Koresponden beritalima.com, Sumbawa. “Pendidikan adalah investasi penting bagi cerahnya masa depan”, itu rupanya menjadi jargon utama bagi Muhammad Abdul Latif, Izzudin Abu Bakar dan Athifah Muthi’ah yang merantau dari Jawa dan Sumatera ke Universitas Teknologi Sumbawa pada awal tahun 2015. Lima tahun berselang, tiga saudara ini menyelesaikan pendidikan dan diwisuda secara bersamaan, salah satunya Izzudin Abu Bakar meraih predikat cumlaude dari Program Studi Teknik Mesin.
Pandemi Covid-19 tidak menghalangi UTS Sumbawa untuk mengadakan wisuda tatap muka karena diselenggarakan dengan protokol kesehatan ketat. Dihubungi beritalima saat wisuda tatap muka UTS Sumbawa pada 12 September 2020 kemarin, Athifah Muthi’ah lulusan Prodi Teknik Informatika memaparkan kesan dan pesan pertama kali merantau ke Sumbawa. Sebagai mahasiswa perantauan, adaptasi adalah tantangan yang paling utama. Ketika awal-awal perkuliahan, mahasiswa perantauan banyak bertempat tinggal jauh dari kampus sehingga agar tepat waktu sering sekali menumpang kendaraan yang lewat, “kalau disini disebut BM (Brehentiin Mobil).”
Selain tantangan adaptasi, bahasa juga menjadi kendala di awal bagi mahasiswa perantauan. “Awalnya kami kaget dan bingung banyak mahasiswa asli Sumbawa yang berbicara menggunakan bahasa daerah, tetapi lama kelamaan akhirnya kami juga bisa berbahasa Sumbawa”.
Kesan yang mendalam bagi Athifah adalah keramahan penduduk Sumbawa dan bentang alam Sumbawa itu sangat cantik, lautnya biru, dan pemandangannya indah. “Kami kalau mengisi waktu kosong di sela-sela perkuliahan bisa sambil jalan jalan di pantai”.
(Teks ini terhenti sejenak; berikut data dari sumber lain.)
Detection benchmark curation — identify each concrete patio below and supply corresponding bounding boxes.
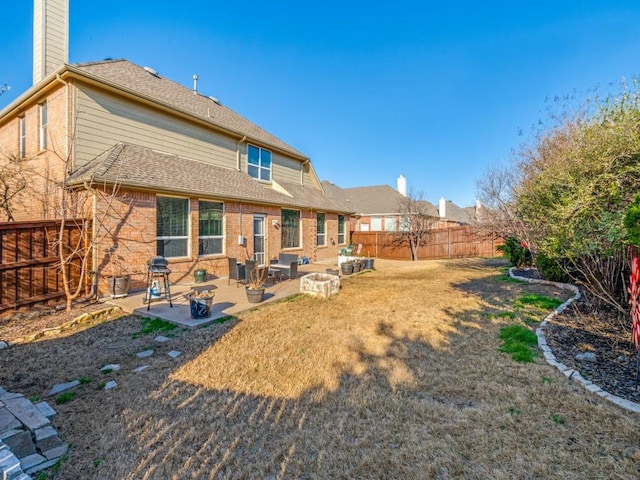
[105,262,332,328]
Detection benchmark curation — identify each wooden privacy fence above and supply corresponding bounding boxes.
[0,220,91,312]
[351,226,504,260]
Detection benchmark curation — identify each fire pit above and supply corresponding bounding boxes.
[300,273,340,298]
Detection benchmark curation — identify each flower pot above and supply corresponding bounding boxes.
[193,268,207,283]
[189,297,213,320]
[340,263,353,275]
[106,275,131,298]
[246,288,264,303]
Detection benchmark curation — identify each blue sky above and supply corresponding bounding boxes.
[0,0,640,206]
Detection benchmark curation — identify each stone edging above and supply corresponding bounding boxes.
[0,306,122,350]
[509,267,640,413]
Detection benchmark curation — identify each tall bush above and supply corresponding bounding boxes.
[482,79,640,313]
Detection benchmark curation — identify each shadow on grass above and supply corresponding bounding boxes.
[0,263,635,479]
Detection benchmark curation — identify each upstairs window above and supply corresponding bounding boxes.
[338,215,347,245]
[281,210,301,248]
[18,115,27,158]
[198,201,224,255]
[384,217,398,232]
[156,197,189,258]
[247,145,271,182]
[316,213,327,247]
[38,102,49,151]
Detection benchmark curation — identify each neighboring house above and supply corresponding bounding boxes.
[438,197,480,227]
[322,175,447,232]
[0,0,351,287]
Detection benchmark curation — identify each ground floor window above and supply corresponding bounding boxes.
[338,215,347,244]
[316,213,327,247]
[281,209,301,248]
[156,197,189,258]
[198,201,224,255]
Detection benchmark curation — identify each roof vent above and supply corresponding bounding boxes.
[142,67,160,78]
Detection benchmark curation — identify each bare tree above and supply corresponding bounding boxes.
[0,155,32,222]
[398,189,438,261]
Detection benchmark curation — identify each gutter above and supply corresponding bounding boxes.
[61,64,306,159]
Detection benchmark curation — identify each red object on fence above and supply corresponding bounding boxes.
[629,257,640,351]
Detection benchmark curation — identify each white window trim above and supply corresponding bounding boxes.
[198,199,227,258]
[156,195,191,259]
[316,212,327,247]
[338,215,347,245]
[247,143,273,183]
[280,208,303,250]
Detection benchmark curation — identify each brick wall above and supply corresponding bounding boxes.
[96,189,348,294]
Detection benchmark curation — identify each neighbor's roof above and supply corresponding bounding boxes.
[322,181,438,217]
[67,59,307,159]
[444,200,476,223]
[67,143,349,213]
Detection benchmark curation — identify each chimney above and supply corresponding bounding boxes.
[33,0,69,85]
[397,175,407,197]
[438,197,447,218]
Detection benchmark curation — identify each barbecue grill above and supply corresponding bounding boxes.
[145,256,173,310]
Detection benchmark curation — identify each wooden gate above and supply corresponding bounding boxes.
[0,220,91,311]
[351,225,504,260]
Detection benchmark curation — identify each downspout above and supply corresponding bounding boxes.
[56,73,98,303]
[236,135,247,171]
[56,73,71,160]
[300,158,309,185]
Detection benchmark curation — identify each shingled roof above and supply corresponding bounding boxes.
[322,181,438,217]
[440,200,476,224]
[67,143,349,213]
[68,59,307,159]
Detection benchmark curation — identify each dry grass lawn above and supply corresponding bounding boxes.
[0,260,640,479]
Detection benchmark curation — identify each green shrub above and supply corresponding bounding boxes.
[497,237,533,267]
[536,253,569,282]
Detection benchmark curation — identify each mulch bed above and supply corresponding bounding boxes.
[514,268,640,403]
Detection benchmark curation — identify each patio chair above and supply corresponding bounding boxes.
[227,257,246,287]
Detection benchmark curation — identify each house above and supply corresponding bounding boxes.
[322,175,447,232]
[0,0,350,294]
[438,197,480,227]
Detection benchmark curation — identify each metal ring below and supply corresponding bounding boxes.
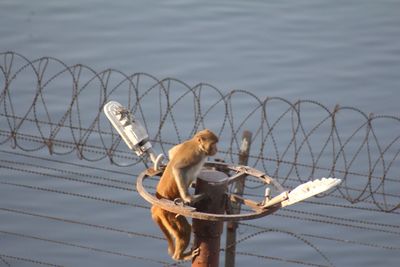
[136,162,281,221]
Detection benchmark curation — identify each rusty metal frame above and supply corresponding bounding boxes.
[136,162,284,221]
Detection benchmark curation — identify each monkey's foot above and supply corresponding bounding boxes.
[191,247,200,259]
[172,247,200,261]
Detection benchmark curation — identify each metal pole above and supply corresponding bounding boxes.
[225,131,252,267]
[192,170,227,267]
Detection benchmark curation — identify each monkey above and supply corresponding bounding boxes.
[151,129,218,261]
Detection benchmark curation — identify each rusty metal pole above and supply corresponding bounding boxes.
[225,131,252,267]
[192,170,228,267]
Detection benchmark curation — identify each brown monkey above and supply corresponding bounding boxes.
[151,129,218,260]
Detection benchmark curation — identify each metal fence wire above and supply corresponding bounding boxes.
[0,52,400,266]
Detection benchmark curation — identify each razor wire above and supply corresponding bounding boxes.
[0,52,400,266]
[0,52,400,212]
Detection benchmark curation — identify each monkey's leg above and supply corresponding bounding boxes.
[151,206,175,256]
[173,215,192,260]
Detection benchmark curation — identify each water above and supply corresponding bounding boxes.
[0,0,400,266]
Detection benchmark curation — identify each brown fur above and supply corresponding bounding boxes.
[151,129,218,260]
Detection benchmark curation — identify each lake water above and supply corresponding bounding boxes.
[0,0,400,266]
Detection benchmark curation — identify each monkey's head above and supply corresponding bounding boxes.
[194,129,218,156]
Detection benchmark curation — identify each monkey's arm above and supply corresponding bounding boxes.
[172,167,205,205]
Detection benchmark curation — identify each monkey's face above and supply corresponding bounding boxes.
[206,142,218,156]
[195,129,218,156]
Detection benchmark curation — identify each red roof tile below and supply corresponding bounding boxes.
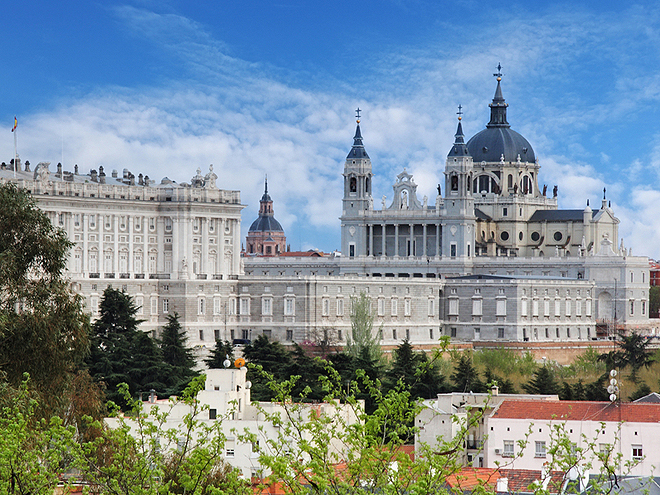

Sementara Abdul Latif, lulusan Program Studi Psikologi bercerita tantangan terberat saat merantau ke Sumbawa ada pada seminggu pertama. Hawa Sumbawa yang panas karena musim kemarau, dimana-mana yang ditemui pohon dan tumbuhan berwarna coklat, sungai kering, tidak kenal siapapun dan rasa ingin pulang.
Namun, tantangan ini kemudian sirna karena keramahan mahasiswa daerah Sumbawa yang baik, saling mendukung dan sudah menganggap menjadi saudara sendiri. “Di UTS bahkan saya kemudian menjadi Ketua Program Pelaksana sebuah komunitas joki cilik di bawah naungan Fakultas Psikologi UTS Sumbawa.
Abdul Latif berkisah pengalaman paling berkesan baginya adalah saat turun hujan pertama kalinya di Sumbawa. “Kami bisa bersenang-senang saking rindunya dengan hujan”, sambungnya. “walaupun Sumbawa tidak sesejuk seperti di Jawa, tapi di tempat ini kami ditempa menjadi lebih baik dan lebih tangguh.”
Sementara dari Izzudin Abu Bakar, lulusan terbaik Program Studi Teknik Mesin ini berkisah banyak hal-hal baru yang ditemuinya saat pertama kali merantau di Sumbawa. Awalnya tidak menyangka ternyata banyak juga teman-teman sesama SMA-nya yang juga merantau ke UTS Sumbawa, selain itu beberapa saudara jauhnya juga berkuliah di Sumbawa.
Perkuliahan di UTS Sumbawa membawanya pada penelitian gabungan dengan kampus ITS dan UGM, serta hal-hal unik seperti touring naik motor matic dari Depok Jawa Barat ke Sumbawa serta seisi kelasnya yang ternyata laki-laki semua. “apapun itu, Sumbawa patut dirindukan karena banyak hal seru dan masih banyak tempat yang belum sempat disinggahi”.
Ketiga saudara ini telah membuktikan pepatah “Tuntutlah Ilmu sampai ke Negeri China”, mereka dengan rela meninggalkan kampung halamannya untuk meneruskan sekolah ke jenjang pendidikan tinggi, mengawali masa-masa awal perantauan yang berat, menyelesaikan masalah sendiri dan kemudian lulus dengan baik. Kisah ini diharapkan bisa menjadi inspirasi generasi muda untuk keluar dari zona zaman, bekerja keras dan menjadi pribadi yang tangguh.